Much the same approach is used to create dugout canoes, crude watercraft that date back thousands of years. Simply put, the basic idea is to shape a canoe from a tree by carving away everything that isn’t a canoe.
But there is more to it than that, said Jim Jameson of Lewiston who is leading an effort to craft a dugout canoe at Hells Gate State Park. When finished, the canoe made from a western red cedar log will be displayed at the park’s Discovery Center.
Such projects start with finding the right tree. Jameson was once told by a Chinook elder that “not every tree wants to be a canoe.”
Dugout builders seek logs that float well, are free from defects like checks or cracks that spiral and large limbs that make the portion of the canoe that ends up as wood waste difficult to remove.
Once the right tree is selected, the long, laborious process of shaping it into a canoe by hollowing it out begins.
“It takes a lot of time,” said Jameson, who worked on his first dugout in 1997 when 25 were carved at Lewiston’s Locomotive Park in preparation for the bicentennial of the Lewis and Clark Expedition in 2004.
“You need to have good patience,” he said. “You can’t get in a hurry.”
Fire is often used to speed the process, but most of the wood is removed with obscure hand tools — like adzes, scorps, draw knives, inshaves and scrub planes. They are the type of tools that aren’t used much these days and can be tough to find.

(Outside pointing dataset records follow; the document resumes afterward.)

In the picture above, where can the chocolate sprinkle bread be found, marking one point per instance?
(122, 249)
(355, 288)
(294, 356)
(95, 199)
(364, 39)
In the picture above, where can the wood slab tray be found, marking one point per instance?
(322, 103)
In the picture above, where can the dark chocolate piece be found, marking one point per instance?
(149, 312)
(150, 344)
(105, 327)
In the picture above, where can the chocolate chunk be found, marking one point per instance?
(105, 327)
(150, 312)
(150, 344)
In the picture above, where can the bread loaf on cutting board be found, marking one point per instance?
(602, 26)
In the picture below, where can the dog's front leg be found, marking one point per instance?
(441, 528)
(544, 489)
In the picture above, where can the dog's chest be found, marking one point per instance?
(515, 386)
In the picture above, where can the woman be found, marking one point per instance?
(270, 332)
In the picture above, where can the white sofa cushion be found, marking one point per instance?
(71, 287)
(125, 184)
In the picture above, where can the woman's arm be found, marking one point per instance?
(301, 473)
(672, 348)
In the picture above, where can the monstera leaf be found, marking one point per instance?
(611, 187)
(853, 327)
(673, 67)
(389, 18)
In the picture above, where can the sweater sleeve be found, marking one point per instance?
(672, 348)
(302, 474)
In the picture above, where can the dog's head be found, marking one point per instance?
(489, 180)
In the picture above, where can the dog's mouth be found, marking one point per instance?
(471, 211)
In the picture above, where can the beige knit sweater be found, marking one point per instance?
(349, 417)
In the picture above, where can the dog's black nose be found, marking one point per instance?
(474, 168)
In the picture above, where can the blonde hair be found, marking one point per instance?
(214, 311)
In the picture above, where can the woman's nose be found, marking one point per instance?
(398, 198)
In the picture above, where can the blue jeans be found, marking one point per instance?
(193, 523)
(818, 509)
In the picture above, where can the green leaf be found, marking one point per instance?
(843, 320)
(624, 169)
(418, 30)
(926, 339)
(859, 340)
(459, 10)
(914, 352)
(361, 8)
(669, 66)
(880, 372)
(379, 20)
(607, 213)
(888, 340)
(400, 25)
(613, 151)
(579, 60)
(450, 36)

They were novel to Lewiston High School teacher Stuart Johnson’s Construction 3 students who were helping Jameson on Monday. The seniors, who will soon graduate, are more accustomed to working with efficient power tools.
“It’s a lot more hands on,” student Dawson Luther said.
Luther was working with a scorp to shave and smooth the interior of the canoe where another student had used an adz to carve away waste wood.
On another portion of the 28-foot log, Hunter Dunlap used a short-handled cupped adz to lightly chip away at the interior.
“You are just trying to shave off and get rid of excess wood on areas that are lumped,” Dunlap said.
Johnson said he has seen many of the dugouts created for the Lewis and Clark anniversary. Now he is relishing the chance to work on one.
“I’ve never experienced this before, so for me it was kind of a personal thing wanting to help out,” he said.
Once it takes final shape, the canoe will replace one on display at the park. The old boat, created in 1997, has slowly rotted away. Dugout and Lewis and Clark enthusiast Tom Eier of Lewiston said before the canoe goes on display it may see some time on the Mississippi River during a journey to the Benevolent and Protective Order of Elks national convention at St. Louis in July. He hopes to lead a team that will pilot the dugout down the river and stop at Elks lodges along the way to educate people about dugouts and inspire kids and veterans to avoid drugs.
The canoe will also be displayed at the Lewiston Elks Lodge on May 18 for an Armed Forces Day event. Eier said he hopes to not only show off the dugout but take it for a spin in the nearby Snake River.